Sortie de l'INSP : Le mirage de la méritocratie sans classement
L'illusion d'une rupture avec l'héritage de l'ENA
Le discours officiel vantait une petite mutation historique : la fin du classement de sortie à l'Institut national du service public (INSP), ce vestige de l'ancien monde accusé de figer les carrières dès l'âge de 25 ans. Pourtant, à peine quelques mois après sa mise en œuvre, l'exécutif prépare déjà un décret correctif pour l'automne 2025.
Ce rétropédalage technique trahit un malaise plus profond sur la manière dont l'État choisit ses hauts fonctionnaires. En supprimant la hiérarchie explicite, le gouvernement pensait fluidifier les recrutements, mais il a surtout créé un vide méthodologique que les ministères peinent à combler.
Les premiers retours de terrain font état de processus opaques où le réseau et le profilage subjectif remplacent la froideur, certes critiquable mais lisible, des notes académiques. Cette réforme, qui devait ouvrir les horizons, semble paradoxalement renforcer l'entre-soi des cabinets ministériels.
« Le nouveau système de sortie doit permettre de mieux faire correspondre les profils des élèves aux besoins des administrations tout en garantissant l'équité de traitement. »
Cette déclaration masque une réalité comptable complexe : sans boussole claire, les grands corps de l'État se livrent une guerre d'influence pour attirer les meilleurs éléments. L'équité de traitement, brandie comme un bouclier, devient difficile à mesurer quand les critères de sélection ne sont plus standardisés à l'échelle nationale.
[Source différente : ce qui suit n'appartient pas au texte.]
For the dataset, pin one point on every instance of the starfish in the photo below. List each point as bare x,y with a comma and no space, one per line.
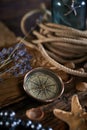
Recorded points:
77,118
72,8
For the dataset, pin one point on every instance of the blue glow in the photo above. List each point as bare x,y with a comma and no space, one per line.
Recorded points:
32,126
58,3
1,123
6,113
83,3
1,113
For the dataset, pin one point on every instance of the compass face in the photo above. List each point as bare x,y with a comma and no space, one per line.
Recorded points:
42,84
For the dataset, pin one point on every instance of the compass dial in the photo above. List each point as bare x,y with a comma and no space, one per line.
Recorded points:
42,84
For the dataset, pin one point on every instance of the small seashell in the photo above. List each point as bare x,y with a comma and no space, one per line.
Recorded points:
81,86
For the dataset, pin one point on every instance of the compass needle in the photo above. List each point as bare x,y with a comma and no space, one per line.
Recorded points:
43,85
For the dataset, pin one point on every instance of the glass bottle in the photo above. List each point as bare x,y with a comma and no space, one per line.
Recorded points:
69,12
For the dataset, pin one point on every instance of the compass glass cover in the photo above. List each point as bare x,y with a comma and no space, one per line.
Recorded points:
43,84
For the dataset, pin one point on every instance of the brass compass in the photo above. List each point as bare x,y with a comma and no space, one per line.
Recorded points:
43,85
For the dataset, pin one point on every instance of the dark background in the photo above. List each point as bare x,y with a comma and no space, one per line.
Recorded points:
12,11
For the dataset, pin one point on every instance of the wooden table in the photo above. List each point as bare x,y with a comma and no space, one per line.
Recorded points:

Le projet de décret en préparation suggère que l'administration a sous-estimé le chaos logistique d'un recrutement décentralisé. Au lieu de simplifier l'accès aux responsabilités, la nouvelle procédure a multiplié les entretiens et les zones d'ombre, ralentissant l'affectation des nouveaux cadres de la nation.
Le retour discret des hiérarchies invisibles
L'enjeu de cette révision réglementaire dépasse la simple gestion des ressources humaines. Il s'agit de savoir si l'État peut réellement se passer d'un outil de mesure universel sans sombrer dans le clientélisme administratif.
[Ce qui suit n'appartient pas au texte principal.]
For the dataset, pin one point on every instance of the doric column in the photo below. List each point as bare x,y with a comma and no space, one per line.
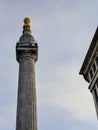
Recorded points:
26,55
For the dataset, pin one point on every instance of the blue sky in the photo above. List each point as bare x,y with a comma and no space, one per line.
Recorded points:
64,30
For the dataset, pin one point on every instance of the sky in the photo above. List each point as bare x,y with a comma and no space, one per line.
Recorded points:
64,30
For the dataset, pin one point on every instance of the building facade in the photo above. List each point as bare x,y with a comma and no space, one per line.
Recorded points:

Les directeurs d'administration centrale, habitués à piocher dans le « botte » de l'ENA, se retrouvent face à des candidats dont la valeur n'est plus certifiée par un rang officiel. Pour compenser, certains services recréent leurs propres grilles d'évaluation internes, rendant le parcours des élèves encore plus illisible qu'auparavant.
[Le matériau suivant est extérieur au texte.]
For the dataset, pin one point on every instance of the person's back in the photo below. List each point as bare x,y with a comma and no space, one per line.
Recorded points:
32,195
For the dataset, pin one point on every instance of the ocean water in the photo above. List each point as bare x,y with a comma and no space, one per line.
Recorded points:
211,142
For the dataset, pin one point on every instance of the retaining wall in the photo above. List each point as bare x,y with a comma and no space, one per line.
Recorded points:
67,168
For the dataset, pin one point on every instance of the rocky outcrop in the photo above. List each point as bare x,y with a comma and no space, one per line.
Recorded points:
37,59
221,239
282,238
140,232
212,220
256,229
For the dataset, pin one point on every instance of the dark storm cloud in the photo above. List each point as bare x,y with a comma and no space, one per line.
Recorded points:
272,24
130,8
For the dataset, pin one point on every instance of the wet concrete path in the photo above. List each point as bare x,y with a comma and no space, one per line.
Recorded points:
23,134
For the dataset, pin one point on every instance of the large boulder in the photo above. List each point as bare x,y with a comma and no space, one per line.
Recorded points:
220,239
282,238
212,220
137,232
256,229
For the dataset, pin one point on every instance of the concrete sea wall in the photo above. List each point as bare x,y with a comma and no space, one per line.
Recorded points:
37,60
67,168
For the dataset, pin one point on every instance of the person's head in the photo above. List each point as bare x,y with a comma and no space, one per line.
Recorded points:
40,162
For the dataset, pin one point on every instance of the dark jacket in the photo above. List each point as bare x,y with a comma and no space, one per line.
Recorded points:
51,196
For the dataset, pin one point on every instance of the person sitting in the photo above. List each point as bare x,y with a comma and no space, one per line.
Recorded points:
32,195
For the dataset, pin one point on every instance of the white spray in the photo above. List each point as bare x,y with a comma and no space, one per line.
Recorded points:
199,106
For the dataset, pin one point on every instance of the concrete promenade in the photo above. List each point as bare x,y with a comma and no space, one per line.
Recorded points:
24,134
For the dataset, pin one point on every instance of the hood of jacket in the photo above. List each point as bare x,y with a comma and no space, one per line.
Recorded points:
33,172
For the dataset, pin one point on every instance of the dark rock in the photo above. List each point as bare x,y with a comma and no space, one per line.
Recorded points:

Le risque financier n'est pas nul : une mauvaise affectation coûte cher à l'État en termes de formation et d'efficacité opérationnelle. Si le futur décret ne réintroduit pas une forme de notation objective, l'INSP pourrait devenir une simple chambre de validation pour des carrières déjà tracées dans les couloirs du pouvoir.
La survie de cette réforme dépendra d'un seul indicateur : la capacité du gouvernement à définir des critères de compétence qui ne soient ni un simple concours de beauté, ni un retour déguisé à l'ancien système de classement. Le rendez-vous d'octobre 2025 sera le test ultime de cette ambition de modernité.